Designed and built by Gilles Ollier, the 60-foot trimaran initially went by the name of Elf Aquitaine III, then Laiterie de Saint-Malo, before becoming Gitana IX. Purchased in 1999, the move heralded a new line of Gitanas and enabled the offshore racing stable created by Baron Benjamin de Rothschild to dip its toes in the deep end of multihull competition.
GITANA IXGiven name
|Category Open 60-foot multihull||Length 18,28 m|
|Year of launch 1999||Naval architect(s) Gilles Ollier|
|Upwind sail area 220 m²||Downwind sail area 350 m²|
Known as Elf Aquitaine III originally, this trimaran enjoyed a dazzling career at the end of the eighties in the hands of skipper Jean Maurel: victory in the Transat Québec Saint-Malo 1988, the Lorient Saint-Barts 1989 and the Two Star 1990, with further successes in the numerous Multihull Trophy Grand Prix events. A very fine compromise between an oceanic trimaran and a large Formula 40, she was certainly original. Indeed, not very wide, initially she was designed with beams that could be dismantled so she could be transported on a cargo ship in several separate parts.

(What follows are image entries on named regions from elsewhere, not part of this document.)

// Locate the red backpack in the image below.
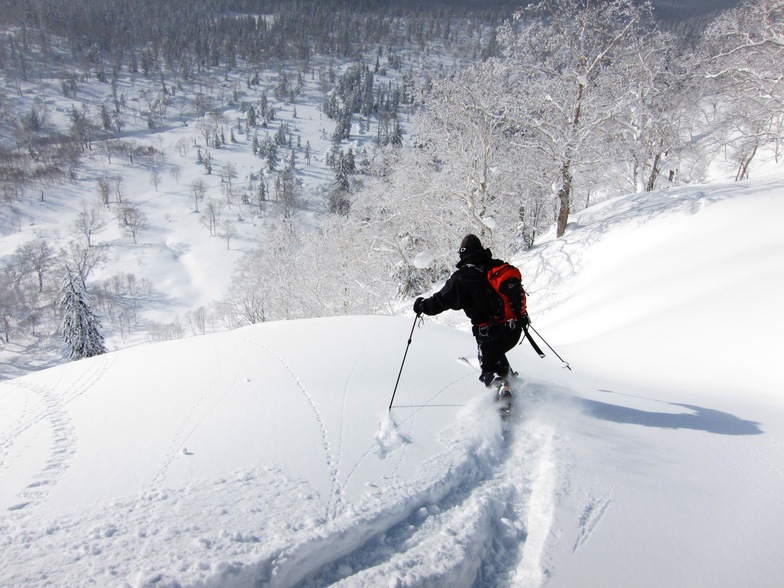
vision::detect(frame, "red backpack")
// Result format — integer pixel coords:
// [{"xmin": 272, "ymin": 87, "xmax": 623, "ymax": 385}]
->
[{"xmin": 487, "ymin": 262, "xmax": 526, "ymax": 322}]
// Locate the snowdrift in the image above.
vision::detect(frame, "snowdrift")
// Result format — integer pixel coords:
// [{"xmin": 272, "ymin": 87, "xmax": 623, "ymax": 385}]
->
[{"xmin": 0, "ymin": 176, "xmax": 784, "ymax": 588}]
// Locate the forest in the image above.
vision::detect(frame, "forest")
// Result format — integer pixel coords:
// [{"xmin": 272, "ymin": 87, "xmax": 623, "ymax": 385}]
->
[{"xmin": 0, "ymin": 0, "xmax": 784, "ymax": 372}]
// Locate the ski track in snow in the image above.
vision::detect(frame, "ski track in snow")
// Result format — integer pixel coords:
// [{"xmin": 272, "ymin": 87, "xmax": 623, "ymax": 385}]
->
[
  {"xmin": 0, "ymin": 355, "xmax": 115, "ymax": 514},
  {"xmin": 0, "ymin": 340, "xmax": 568, "ymax": 588},
  {"xmin": 265, "ymin": 378, "xmax": 564, "ymax": 588},
  {"xmin": 152, "ymin": 342, "xmax": 248, "ymax": 488},
  {"xmin": 245, "ymin": 338, "xmax": 345, "ymax": 518}
]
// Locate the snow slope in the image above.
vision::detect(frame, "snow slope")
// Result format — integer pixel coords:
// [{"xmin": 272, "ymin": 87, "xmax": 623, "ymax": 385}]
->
[{"xmin": 0, "ymin": 174, "xmax": 784, "ymax": 587}]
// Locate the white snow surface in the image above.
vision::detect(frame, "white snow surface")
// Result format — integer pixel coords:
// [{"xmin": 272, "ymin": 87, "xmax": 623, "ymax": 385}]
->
[{"xmin": 0, "ymin": 173, "xmax": 784, "ymax": 588}]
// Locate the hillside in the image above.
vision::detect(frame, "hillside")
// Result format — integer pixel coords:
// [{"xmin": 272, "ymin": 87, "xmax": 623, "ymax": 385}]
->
[{"xmin": 0, "ymin": 173, "xmax": 784, "ymax": 588}]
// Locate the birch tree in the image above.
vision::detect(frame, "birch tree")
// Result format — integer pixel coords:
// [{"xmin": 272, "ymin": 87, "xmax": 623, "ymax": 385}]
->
[{"xmin": 499, "ymin": 0, "xmax": 647, "ymax": 237}]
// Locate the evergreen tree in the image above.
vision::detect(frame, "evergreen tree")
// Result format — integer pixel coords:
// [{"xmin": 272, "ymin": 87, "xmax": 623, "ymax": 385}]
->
[{"xmin": 60, "ymin": 270, "xmax": 106, "ymax": 360}]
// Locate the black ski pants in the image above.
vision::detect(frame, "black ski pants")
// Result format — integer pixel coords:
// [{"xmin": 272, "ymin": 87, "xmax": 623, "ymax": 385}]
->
[{"xmin": 473, "ymin": 321, "xmax": 523, "ymax": 386}]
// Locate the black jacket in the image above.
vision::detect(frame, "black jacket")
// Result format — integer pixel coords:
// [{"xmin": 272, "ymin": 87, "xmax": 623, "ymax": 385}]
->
[{"xmin": 422, "ymin": 249, "xmax": 503, "ymax": 325}]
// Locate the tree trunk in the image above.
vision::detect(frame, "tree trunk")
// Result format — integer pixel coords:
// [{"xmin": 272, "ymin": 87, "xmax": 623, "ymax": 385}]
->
[{"xmin": 555, "ymin": 161, "xmax": 572, "ymax": 237}]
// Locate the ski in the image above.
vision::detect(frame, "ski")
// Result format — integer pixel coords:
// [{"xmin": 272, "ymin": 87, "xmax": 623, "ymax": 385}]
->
[{"xmin": 457, "ymin": 355, "xmax": 517, "ymax": 420}]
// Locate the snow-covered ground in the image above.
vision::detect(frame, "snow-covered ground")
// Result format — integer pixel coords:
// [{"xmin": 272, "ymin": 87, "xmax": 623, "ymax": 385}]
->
[{"xmin": 0, "ymin": 168, "xmax": 784, "ymax": 588}]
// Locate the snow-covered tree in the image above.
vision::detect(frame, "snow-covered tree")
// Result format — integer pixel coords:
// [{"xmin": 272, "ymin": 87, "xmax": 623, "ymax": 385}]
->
[
  {"xmin": 702, "ymin": 0, "xmax": 784, "ymax": 180},
  {"xmin": 60, "ymin": 270, "xmax": 106, "ymax": 359},
  {"xmin": 499, "ymin": 0, "xmax": 646, "ymax": 236}
]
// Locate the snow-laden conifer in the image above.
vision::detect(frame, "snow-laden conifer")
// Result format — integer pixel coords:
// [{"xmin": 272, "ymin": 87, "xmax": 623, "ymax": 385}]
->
[{"xmin": 60, "ymin": 270, "xmax": 106, "ymax": 359}]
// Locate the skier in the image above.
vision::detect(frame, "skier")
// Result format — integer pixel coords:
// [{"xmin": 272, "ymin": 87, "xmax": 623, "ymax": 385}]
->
[{"xmin": 414, "ymin": 235, "xmax": 528, "ymax": 392}]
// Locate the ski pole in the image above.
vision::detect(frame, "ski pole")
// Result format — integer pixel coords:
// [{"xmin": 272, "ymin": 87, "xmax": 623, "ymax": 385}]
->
[
  {"xmin": 389, "ymin": 315, "xmax": 420, "ymax": 410},
  {"xmin": 528, "ymin": 324, "xmax": 572, "ymax": 371}
]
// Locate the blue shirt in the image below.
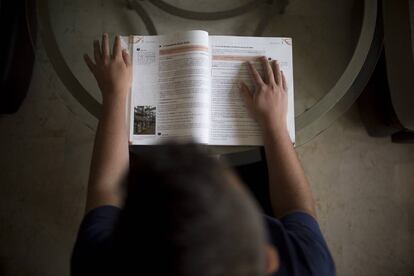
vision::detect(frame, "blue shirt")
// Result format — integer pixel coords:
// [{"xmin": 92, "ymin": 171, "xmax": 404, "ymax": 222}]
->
[{"xmin": 71, "ymin": 206, "xmax": 335, "ymax": 276}]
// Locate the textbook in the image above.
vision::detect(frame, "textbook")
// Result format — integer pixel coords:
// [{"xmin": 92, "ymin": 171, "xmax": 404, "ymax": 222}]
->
[{"xmin": 121, "ymin": 31, "xmax": 295, "ymax": 146}]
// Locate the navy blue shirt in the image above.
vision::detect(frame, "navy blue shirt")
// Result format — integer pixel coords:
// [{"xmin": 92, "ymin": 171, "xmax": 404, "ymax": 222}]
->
[{"xmin": 71, "ymin": 206, "xmax": 335, "ymax": 276}]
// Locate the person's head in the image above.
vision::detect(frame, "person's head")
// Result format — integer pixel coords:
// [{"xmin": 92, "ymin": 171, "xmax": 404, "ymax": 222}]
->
[{"xmin": 113, "ymin": 144, "xmax": 277, "ymax": 276}]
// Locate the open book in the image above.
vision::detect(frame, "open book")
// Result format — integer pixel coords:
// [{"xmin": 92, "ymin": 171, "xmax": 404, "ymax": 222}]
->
[{"xmin": 122, "ymin": 31, "xmax": 295, "ymax": 146}]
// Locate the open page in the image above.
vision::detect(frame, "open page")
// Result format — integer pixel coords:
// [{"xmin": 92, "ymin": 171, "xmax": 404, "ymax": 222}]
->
[
  {"xmin": 209, "ymin": 36, "xmax": 295, "ymax": 145},
  {"xmin": 129, "ymin": 31, "xmax": 211, "ymax": 145}
]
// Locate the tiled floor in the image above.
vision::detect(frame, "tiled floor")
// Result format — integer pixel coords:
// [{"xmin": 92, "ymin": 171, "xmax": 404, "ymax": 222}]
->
[{"xmin": 0, "ymin": 1, "xmax": 414, "ymax": 276}]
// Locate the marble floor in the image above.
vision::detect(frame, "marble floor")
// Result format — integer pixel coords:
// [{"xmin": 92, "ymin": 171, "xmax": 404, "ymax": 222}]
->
[{"xmin": 0, "ymin": 1, "xmax": 414, "ymax": 276}]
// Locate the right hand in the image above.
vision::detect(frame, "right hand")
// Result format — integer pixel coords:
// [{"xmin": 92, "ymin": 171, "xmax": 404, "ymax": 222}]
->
[{"xmin": 240, "ymin": 57, "xmax": 288, "ymax": 131}]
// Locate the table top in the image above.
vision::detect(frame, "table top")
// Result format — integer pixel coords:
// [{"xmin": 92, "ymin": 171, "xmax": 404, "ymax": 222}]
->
[{"xmin": 37, "ymin": 0, "xmax": 377, "ymax": 163}]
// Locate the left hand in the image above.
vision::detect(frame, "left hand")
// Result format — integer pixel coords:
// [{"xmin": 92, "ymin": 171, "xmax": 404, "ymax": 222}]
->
[{"xmin": 84, "ymin": 33, "xmax": 132, "ymax": 104}]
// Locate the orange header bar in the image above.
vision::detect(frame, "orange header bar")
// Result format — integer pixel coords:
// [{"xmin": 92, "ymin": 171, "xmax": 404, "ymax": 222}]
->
[
  {"xmin": 213, "ymin": 55, "xmax": 262, "ymax": 61},
  {"xmin": 160, "ymin": 45, "xmax": 208, "ymax": 55}
]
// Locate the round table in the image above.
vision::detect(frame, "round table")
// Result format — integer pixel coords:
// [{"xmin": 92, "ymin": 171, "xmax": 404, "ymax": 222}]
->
[{"xmin": 37, "ymin": 0, "xmax": 382, "ymax": 164}]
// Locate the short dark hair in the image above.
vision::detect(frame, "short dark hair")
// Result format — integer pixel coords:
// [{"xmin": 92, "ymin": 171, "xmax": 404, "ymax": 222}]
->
[{"xmin": 113, "ymin": 144, "xmax": 265, "ymax": 276}]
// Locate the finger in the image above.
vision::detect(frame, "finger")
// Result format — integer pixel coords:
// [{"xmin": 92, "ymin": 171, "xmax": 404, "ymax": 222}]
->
[
  {"xmin": 112, "ymin": 35, "xmax": 121, "ymax": 58},
  {"xmin": 247, "ymin": 61, "xmax": 264, "ymax": 87},
  {"xmin": 83, "ymin": 54, "xmax": 95, "ymax": 73},
  {"xmin": 122, "ymin": 49, "xmax": 131, "ymax": 67},
  {"xmin": 239, "ymin": 82, "xmax": 253, "ymax": 110},
  {"xmin": 272, "ymin": 60, "xmax": 282, "ymax": 85},
  {"xmin": 102, "ymin": 33, "xmax": 111, "ymax": 59},
  {"xmin": 93, "ymin": 40, "xmax": 102, "ymax": 63},
  {"xmin": 261, "ymin": 57, "xmax": 275, "ymax": 84},
  {"xmin": 280, "ymin": 71, "xmax": 287, "ymax": 92}
]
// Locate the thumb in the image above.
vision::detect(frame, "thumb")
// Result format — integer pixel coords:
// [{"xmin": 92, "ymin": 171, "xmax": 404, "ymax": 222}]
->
[{"xmin": 239, "ymin": 82, "xmax": 253, "ymax": 111}]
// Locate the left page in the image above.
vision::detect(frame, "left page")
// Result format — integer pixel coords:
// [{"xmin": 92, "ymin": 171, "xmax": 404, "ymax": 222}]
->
[{"xmin": 123, "ymin": 31, "xmax": 211, "ymax": 145}]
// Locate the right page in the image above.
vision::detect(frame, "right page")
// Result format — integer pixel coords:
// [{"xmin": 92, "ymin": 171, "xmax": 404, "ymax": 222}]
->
[{"xmin": 209, "ymin": 36, "xmax": 295, "ymax": 146}]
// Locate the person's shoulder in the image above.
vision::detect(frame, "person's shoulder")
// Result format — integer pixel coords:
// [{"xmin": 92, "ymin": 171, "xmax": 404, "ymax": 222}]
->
[
  {"xmin": 265, "ymin": 212, "xmax": 335, "ymax": 275},
  {"xmin": 71, "ymin": 205, "xmax": 120, "ymax": 275}
]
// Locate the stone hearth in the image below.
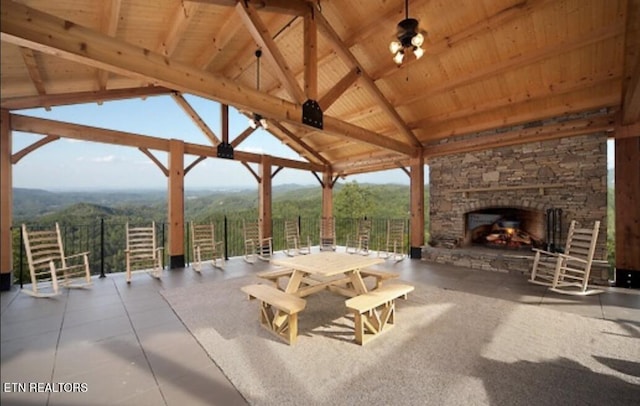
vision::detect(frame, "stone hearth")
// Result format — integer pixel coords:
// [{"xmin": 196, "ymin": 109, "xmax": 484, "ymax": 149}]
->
[{"xmin": 423, "ymin": 134, "xmax": 608, "ymax": 284}]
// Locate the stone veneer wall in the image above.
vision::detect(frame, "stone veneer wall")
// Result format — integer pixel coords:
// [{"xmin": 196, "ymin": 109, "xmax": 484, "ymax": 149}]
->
[{"xmin": 429, "ymin": 133, "xmax": 607, "ymax": 282}]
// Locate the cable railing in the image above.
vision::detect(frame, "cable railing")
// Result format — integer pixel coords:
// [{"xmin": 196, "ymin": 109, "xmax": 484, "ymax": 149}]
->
[{"xmin": 13, "ymin": 216, "xmax": 409, "ymax": 286}]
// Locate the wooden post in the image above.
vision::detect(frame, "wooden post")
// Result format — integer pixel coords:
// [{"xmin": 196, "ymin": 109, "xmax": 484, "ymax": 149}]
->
[
  {"xmin": 322, "ymin": 170, "xmax": 333, "ymax": 218},
  {"xmin": 409, "ymin": 154, "xmax": 424, "ymax": 259},
  {"xmin": 0, "ymin": 109, "xmax": 13, "ymax": 291},
  {"xmin": 615, "ymin": 136, "xmax": 640, "ymax": 288},
  {"xmin": 258, "ymin": 155, "xmax": 273, "ymax": 244},
  {"xmin": 168, "ymin": 139, "xmax": 184, "ymax": 269}
]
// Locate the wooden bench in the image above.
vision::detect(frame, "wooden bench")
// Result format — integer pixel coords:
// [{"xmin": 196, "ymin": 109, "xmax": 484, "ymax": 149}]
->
[
  {"xmin": 241, "ymin": 284, "xmax": 307, "ymax": 345},
  {"xmin": 360, "ymin": 269, "xmax": 400, "ymax": 289},
  {"xmin": 345, "ymin": 284, "xmax": 414, "ymax": 345},
  {"xmin": 256, "ymin": 268, "xmax": 293, "ymax": 290}
]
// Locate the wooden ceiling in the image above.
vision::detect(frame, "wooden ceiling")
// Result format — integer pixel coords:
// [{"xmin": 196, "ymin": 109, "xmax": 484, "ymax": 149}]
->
[{"xmin": 1, "ymin": 0, "xmax": 640, "ymax": 175}]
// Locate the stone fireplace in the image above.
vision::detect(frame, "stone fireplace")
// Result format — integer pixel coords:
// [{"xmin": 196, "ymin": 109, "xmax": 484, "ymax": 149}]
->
[{"xmin": 423, "ymin": 133, "xmax": 608, "ymax": 284}]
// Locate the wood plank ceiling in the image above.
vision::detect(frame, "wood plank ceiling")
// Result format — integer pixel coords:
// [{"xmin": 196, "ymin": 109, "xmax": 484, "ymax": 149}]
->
[{"xmin": 1, "ymin": 0, "xmax": 640, "ymax": 175}]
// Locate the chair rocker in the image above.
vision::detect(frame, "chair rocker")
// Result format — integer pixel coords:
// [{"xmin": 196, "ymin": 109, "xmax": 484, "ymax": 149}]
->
[
  {"xmin": 242, "ymin": 220, "xmax": 273, "ymax": 264},
  {"xmin": 283, "ymin": 221, "xmax": 311, "ymax": 257},
  {"xmin": 124, "ymin": 222, "xmax": 163, "ymax": 283},
  {"xmin": 378, "ymin": 220, "xmax": 406, "ymax": 261},
  {"xmin": 346, "ymin": 219, "xmax": 371, "ymax": 255},
  {"xmin": 190, "ymin": 223, "xmax": 224, "ymax": 273},
  {"xmin": 529, "ymin": 220, "xmax": 603, "ymax": 296},
  {"xmin": 320, "ymin": 217, "xmax": 336, "ymax": 251},
  {"xmin": 22, "ymin": 223, "xmax": 91, "ymax": 297}
]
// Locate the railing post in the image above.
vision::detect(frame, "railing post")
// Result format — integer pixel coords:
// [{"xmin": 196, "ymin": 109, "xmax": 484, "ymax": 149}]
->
[
  {"xmin": 223, "ymin": 214, "xmax": 229, "ymax": 261},
  {"xmin": 19, "ymin": 227, "xmax": 24, "ymax": 289},
  {"xmin": 100, "ymin": 217, "xmax": 106, "ymax": 278}
]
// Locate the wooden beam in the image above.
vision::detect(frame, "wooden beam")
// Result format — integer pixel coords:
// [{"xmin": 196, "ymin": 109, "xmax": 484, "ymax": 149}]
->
[
  {"xmin": 424, "ymin": 116, "xmax": 615, "ymax": 159},
  {"xmin": 318, "ymin": 68, "xmax": 362, "ymax": 112},
  {"xmin": 138, "ymin": 147, "xmax": 171, "ymax": 176},
  {"xmin": 0, "ymin": 86, "xmax": 172, "ymax": 110},
  {"xmin": 396, "ymin": 21, "xmax": 624, "ymax": 107},
  {"xmin": 189, "ymin": 0, "xmax": 313, "ymax": 16},
  {"xmin": 11, "ymin": 135, "xmax": 60, "ymax": 165},
  {"xmin": 316, "ymin": 13, "xmax": 420, "ymax": 148},
  {"xmin": 11, "ymin": 114, "xmax": 324, "ymax": 171},
  {"xmin": 236, "ymin": 2, "xmax": 305, "ymax": 104},
  {"xmin": 20, "ymin": 47, "xmax": 50, "ymax": 100},
  {"xmin": 98, "ymin": 0, "xmax": 122, "ymax": 90},
  {"xmin": 155, "ymin": 1, "xmax": 200, "ymax": 56},
  {"xmin": 171, "ymin": 92, "xmax": 220, "ymax": 146},
  {"xmin": 269, "ymin": 120, "xmax": 329, "ymax": 165},
  {"xmin": 0, "ymin": 0, "xmax": 418, "ymax": 155},
  {"xmin": 303, "ymin": 8, "xmax": 324, "ymax": 100}
]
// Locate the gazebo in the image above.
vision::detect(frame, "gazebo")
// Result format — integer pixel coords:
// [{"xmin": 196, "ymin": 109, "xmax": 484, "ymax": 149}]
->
[{"xmin": 0, "ymin": 0, "xmax": 640, "ymax": 290}]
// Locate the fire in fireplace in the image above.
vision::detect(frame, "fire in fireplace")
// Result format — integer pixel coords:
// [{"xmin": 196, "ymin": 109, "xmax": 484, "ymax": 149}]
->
[{"xmin": 465, "ymin": 207, "xmax": 545, "ymax": 250}]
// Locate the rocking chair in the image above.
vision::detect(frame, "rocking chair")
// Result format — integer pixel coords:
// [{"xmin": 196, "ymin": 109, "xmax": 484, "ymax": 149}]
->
[
  {"xmin": 529, "ymin": 221, "xmax": 603, "ymax": 296},
  {"xmin": 242, "ymin": 220, "xmax": 273, "ymax": 264},
  {"xmin": 346, "ymin": 219, "xmax": 371, "ymax": 255},
  {"xmin": 283, "ymin": 221, "xmax": 311, "ymax": 257},
  {"xmin": 22, "ymin": 223, "xmax": 91, "ymax": 297},
  {"xmin": 191, "ymin": 223, "xmax": 224, "ymax": 272},
  {"xmin": 378, "ymin": 219, "xmax": 406, "ymax": 261},
  {"xmin": 124, "ymin": 222, "xmax": 163, "ymax": 283}
]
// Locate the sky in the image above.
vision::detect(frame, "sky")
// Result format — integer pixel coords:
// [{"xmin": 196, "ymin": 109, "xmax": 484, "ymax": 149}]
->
[
  {"xmin": 12, "ymin": 95, "xmax": 613, "ymax": 191},
  {"xmin": 12, "ymin": 95, "xmax": 412, "ymax": 190}
]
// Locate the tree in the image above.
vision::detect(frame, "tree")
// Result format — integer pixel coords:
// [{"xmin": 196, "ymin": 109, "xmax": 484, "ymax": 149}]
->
[{"xmin": 334, "ymin": 181, "xmax": 373, "ymax": 219}]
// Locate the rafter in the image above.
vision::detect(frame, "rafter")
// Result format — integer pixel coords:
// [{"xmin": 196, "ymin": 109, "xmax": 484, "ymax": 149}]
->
[
  {"xmin": 236, "ymin": 2, "xmax": 305, "ymax": 104},
  {"xmin": 20, "ymin": 47, "xmax": 51, "ymax": 110},
  {"xmin": 316, "ymin": 13, "xmax": 420, "ymax": 146},
  {"xmin": 0, "ymin": 0, "xmax": 416, "ymax": 155},
  {"xmin": 171, "ymin": 92, "xmax": 220, "ymax": 146},
  {"xmin": 98, "ymin": 0, "xmax": 122, "ymax": 90}
]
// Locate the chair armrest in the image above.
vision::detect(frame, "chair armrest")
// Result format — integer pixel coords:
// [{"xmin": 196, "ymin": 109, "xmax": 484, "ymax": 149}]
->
[
  {"xmin": 558, "ymin": 254, "xmax": 593, "ymax": 264},
  {"xmin": 64, "ymin": 251, "xmax": 89, "ymax": 259}
]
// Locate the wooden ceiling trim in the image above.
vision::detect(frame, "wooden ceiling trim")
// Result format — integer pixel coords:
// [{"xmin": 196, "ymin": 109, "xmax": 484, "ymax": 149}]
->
[
  {"xmin": 236, "ymin": 2, "xmax": 305, "ymax": 104},
  {"xmin": 316, "ymin": 13, "xmax": 420, "ymax": 147},
  {"xmin": 171, "ymin": 92, "xmax": 224, "ymax": 147},
  {"xmin": 0, "ymin": 0, "xmax": 417, "ymax": 155},
  {"xmin": 97, "ymin": 0, "xmax": 122, "ymax": 90},
  {"xmin": 423, "ymin": 115, "xmax": 615, "ymax": 159},
  {"xmin": 0, "ymin": 86, "xmax": 172, "ymax": 110},
  {"xmin": 409, "ymin": 71, "xmax": 622, "ymax": 129},
  {"xmin": 423, "ymin": 93, "xmax": 620, "ymax": 145},
  {"xmin": 397, "ymin": 21, "xmax": 624, "ymax": 106}
]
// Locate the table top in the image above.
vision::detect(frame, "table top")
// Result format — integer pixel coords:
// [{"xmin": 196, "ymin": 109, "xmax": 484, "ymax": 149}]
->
[{"xmin": 271, "ymin": 252, "xmax": 384, "ymax": 276}]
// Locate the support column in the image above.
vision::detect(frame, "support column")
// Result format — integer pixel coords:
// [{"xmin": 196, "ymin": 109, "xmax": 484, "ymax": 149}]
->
[
  {"xmin": 615, "ymin": 136, "xmax": 640, "ymax": 288},
  {"xmin": 258, "ymin": 155, "xmax": 273, "ymax": 244},
  {"xmin": 0, "ymin": 110, "xmax": 13, "ymax": 291},
  {"xmin": 167, "ymin": 139, "xmax": 184, "ymax": 269},
  {"xmin": 322, "ymin": 170, "xmax": 333, "ymax": 218},
  {"xmin": 409, "ymin": 154, "xmax": 424, "ymax": 259}
]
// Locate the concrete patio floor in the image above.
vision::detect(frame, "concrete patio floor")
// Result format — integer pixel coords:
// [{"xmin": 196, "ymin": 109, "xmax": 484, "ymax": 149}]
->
[{"xmin": 0, "ymin": 253, "xmax": 640, "ymax": 406}]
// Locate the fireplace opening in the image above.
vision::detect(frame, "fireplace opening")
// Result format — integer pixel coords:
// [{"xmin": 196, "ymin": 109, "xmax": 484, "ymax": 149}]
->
[{"xmin": 464, "ymin": 207, "xmax": 546, "ymax": 250}]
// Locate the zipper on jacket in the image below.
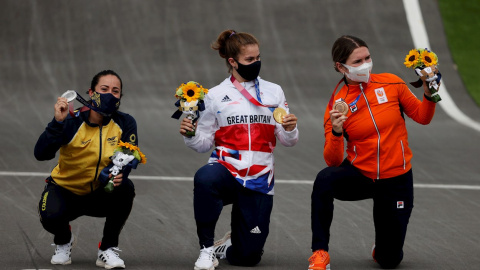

With this first acquisition, Baron Benjamin de Rothschild is continuing the maritime tradition of the Rothschild family and putting his own unique spin on it by propelling it into the age of multihulls and professionalisation. Considered to be a ‘solid boat’, Gitana IX’s objective wasn’t about winning; rather it was about enabling the members of Gitana to start out on their trimaran career.
Aboard the boat, and notably during the Transat Québec Saint-Malo 2000 and again in the Challenge Mondial Assistance the following year, the owner of the Gitana fleet was to definitively confirm his passion for these carbon dragonflies. In her own way, Gitana IX contributed to the launch of the incredible multihull saga, which continues today.
Sold on in 2003, the trimaran is still sailing and is at the start of the major races like the Route du Rhum.